Outra preocupação imediata é com o contato com a água pela população e trabalhadores de resgate e socorro, com risco de elevação de casos de leptospirose. A devastação causada pelas enchentes também traz impactos à saúde mental das mais de 160 mil pessoas desalojadas. “As chuvas afetaram de modo imediato as pessoas que perderam entes queridos, suas casas, seus modos de vida e sustento”, afirma Carlos. O pesquisador aponta que em situações como essa há o risco de elevação de casos de violência doméstica e do consumo de álcool e outras substâncias.
Esta semana, entidades do Rio Grande do Sul denunciaram, ao Ministério das Mulheres, casos de violência sexual cometidos contra mulheres e meninas em abrigos. Para Debora Diniz, integrante do GT Bioética da Abrasco, desastres naturais como esse precisam ser olhados, também, pelas lentes de gênero. “No meio do caos, as meninas e mulheres são corpos vulneráveis à violência e é urgente que o Ministério das Mulheres trace um plano de proteção e cuidado das necessidades de meninas e mulheres afetadas pelo desastre climático das enchentes”, afirma a pesquisadora.
Para Carlos, além de planos de contingência específicos para cada um destes eventos é fundamental que estados e municípios desenvolvam planos de gestão de riscos de desastres envolvendo os diferentes setores e atores da sociedade. “Estes planos devem envolver não só as medidas de preparação e respostas aos desastres, mas também de Prevenção de riscos futuros a itigação dos riscos existentes, além de políticas de reabilitação e reconstrução baseadas no princípio do Marco de Sendai de reconstruir de modo melhor e mais seguro.“, afirma o pesquisador.

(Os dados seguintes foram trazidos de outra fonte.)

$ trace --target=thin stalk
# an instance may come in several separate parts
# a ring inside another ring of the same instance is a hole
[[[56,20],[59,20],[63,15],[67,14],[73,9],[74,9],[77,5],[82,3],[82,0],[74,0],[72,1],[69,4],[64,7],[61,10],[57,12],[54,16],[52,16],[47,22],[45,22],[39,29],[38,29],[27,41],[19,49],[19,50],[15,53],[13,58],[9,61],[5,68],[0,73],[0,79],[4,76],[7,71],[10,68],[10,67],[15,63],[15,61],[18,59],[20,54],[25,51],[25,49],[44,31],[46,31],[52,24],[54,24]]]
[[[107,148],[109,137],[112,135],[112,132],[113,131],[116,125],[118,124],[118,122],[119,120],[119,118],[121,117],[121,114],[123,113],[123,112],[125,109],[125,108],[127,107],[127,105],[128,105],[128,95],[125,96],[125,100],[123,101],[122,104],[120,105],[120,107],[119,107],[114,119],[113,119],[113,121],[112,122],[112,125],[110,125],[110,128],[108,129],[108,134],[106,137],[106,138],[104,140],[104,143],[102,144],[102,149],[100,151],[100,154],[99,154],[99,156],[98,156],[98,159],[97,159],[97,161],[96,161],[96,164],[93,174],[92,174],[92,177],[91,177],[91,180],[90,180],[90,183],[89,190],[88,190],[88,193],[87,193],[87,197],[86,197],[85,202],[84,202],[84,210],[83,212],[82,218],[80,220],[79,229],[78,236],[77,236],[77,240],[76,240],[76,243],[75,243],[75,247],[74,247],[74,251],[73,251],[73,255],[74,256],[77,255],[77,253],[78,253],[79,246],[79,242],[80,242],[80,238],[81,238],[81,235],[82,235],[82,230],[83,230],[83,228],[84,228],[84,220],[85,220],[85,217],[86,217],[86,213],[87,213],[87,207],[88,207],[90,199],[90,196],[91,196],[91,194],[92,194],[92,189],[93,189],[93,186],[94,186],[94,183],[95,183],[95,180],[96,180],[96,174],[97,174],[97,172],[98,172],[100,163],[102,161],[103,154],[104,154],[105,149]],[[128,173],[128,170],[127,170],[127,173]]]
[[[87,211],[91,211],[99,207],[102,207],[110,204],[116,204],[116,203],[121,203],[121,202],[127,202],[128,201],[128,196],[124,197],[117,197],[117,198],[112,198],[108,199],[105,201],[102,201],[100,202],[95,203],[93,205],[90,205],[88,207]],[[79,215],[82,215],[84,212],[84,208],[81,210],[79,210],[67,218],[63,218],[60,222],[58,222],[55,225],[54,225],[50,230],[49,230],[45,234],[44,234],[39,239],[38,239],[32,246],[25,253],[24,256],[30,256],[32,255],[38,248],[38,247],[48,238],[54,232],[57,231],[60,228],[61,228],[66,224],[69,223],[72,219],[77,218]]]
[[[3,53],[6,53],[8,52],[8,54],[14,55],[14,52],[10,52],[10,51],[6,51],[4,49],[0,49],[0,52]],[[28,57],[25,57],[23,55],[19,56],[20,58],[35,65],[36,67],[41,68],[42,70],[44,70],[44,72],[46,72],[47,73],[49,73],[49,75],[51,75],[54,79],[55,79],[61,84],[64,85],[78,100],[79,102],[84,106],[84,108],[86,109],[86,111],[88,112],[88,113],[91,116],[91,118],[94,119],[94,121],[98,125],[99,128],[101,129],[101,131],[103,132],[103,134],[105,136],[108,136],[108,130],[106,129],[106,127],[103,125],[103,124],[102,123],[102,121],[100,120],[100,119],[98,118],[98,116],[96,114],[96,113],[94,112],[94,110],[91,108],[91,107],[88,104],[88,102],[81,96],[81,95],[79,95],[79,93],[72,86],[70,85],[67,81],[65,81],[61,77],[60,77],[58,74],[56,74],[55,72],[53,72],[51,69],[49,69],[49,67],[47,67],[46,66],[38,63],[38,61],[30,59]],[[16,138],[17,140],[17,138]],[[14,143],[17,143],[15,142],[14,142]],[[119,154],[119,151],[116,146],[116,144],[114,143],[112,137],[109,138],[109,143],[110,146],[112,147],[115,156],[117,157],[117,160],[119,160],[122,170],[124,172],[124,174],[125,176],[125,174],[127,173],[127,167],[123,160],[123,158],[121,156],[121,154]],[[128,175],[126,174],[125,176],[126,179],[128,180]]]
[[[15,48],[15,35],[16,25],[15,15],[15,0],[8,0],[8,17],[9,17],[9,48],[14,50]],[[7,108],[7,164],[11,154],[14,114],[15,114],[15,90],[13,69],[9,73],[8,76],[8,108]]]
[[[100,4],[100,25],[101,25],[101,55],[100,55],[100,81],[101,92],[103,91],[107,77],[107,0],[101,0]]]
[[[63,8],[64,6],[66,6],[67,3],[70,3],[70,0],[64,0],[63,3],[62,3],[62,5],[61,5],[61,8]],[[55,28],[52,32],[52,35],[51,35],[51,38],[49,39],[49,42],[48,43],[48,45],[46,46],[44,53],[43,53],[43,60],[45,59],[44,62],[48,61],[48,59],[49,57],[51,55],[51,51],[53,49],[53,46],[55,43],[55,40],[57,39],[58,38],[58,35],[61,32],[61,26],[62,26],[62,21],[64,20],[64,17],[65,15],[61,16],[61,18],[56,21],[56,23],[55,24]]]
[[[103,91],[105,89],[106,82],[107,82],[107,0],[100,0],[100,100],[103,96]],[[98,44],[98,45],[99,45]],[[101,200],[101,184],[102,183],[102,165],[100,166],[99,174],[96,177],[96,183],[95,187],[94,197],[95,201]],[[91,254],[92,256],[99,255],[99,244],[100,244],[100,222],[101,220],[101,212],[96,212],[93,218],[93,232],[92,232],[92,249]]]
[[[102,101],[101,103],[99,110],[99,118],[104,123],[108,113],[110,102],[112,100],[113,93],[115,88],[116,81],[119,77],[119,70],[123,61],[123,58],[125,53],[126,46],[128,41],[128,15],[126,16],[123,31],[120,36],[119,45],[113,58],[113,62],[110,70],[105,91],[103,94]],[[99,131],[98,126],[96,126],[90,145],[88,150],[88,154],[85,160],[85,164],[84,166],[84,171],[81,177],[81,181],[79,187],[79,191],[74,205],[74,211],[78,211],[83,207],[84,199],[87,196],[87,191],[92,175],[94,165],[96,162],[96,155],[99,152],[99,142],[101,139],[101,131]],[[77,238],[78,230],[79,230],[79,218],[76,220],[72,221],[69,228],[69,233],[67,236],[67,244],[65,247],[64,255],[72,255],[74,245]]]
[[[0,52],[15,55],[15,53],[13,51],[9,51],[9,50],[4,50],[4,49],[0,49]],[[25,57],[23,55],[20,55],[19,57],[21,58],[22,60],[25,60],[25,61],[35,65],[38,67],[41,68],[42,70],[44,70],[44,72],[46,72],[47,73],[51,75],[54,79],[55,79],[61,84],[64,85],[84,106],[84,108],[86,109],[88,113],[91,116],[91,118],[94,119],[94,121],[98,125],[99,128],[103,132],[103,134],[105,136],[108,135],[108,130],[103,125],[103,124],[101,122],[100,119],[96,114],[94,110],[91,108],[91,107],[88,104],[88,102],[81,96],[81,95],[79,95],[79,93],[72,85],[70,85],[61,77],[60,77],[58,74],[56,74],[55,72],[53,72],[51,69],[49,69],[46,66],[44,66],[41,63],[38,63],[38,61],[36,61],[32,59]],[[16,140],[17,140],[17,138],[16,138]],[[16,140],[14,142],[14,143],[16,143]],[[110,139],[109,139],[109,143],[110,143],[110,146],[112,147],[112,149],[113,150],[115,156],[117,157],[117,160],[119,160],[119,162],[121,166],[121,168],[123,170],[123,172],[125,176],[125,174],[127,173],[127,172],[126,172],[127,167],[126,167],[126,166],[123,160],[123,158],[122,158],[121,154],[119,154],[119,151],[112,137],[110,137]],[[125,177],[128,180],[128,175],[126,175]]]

A região sul, historicamente, é a região onde os índices de insegurança alimentar em todos os níveis, leve, moderada e grave, são menores ao longo da nossa série histórica. Mas para Elisabetta Recine, presidente do Conselho Nacional de Segurança Alimentar e Nutricional e integrante do GT Alimentação e Nutrição em Saúde Coletiva da Abrasco, as enchentes mudam drasticamente esse cenário.
“Centenas de milhares, acho que podemos dizer até milhões de pessoas foram levadas à pobreza do dia para a noite, perderam suas casas, perderam tudo que conseguiram conquistar ao longo da sua vida. Muitos deles, no caso dos agricultores, perderam repentinamente o seu canal de trabalho, a sua plantação, o seu maquinário, e mesmo nas cidades, com o comprometimento de toda a infraestrutura, enfim, certamente os níveis de pobreza vão aumentar e, consequentemente, os níveis de insegurança alimentar.”, conclui Elisabetta.
Para Carlos Machado, pra reconstruir é preciso reavaliar os cenários e redimensionar os riscos. “Assistimos todos os anos e em diferentes tipos de desastre, após a comoção inicial, a situaçao de risco anterior ser recomposta, com habitações, hospitais e escolas nos mesmos locais; com populações continuarem a viver nas mesmas condições de vulnerabilidade que já estavam antes. Todo desastre é uma atualização de cenários de riscos existentes. Reconstruir do mesmo modo anterior ao desastre é manter as mesmas condições de riscos. Precisamos urgentemente passar das políticas e ações reativas aos desastres para políticas e estratégias prospectivas e preventivas.”, conclui Carlos.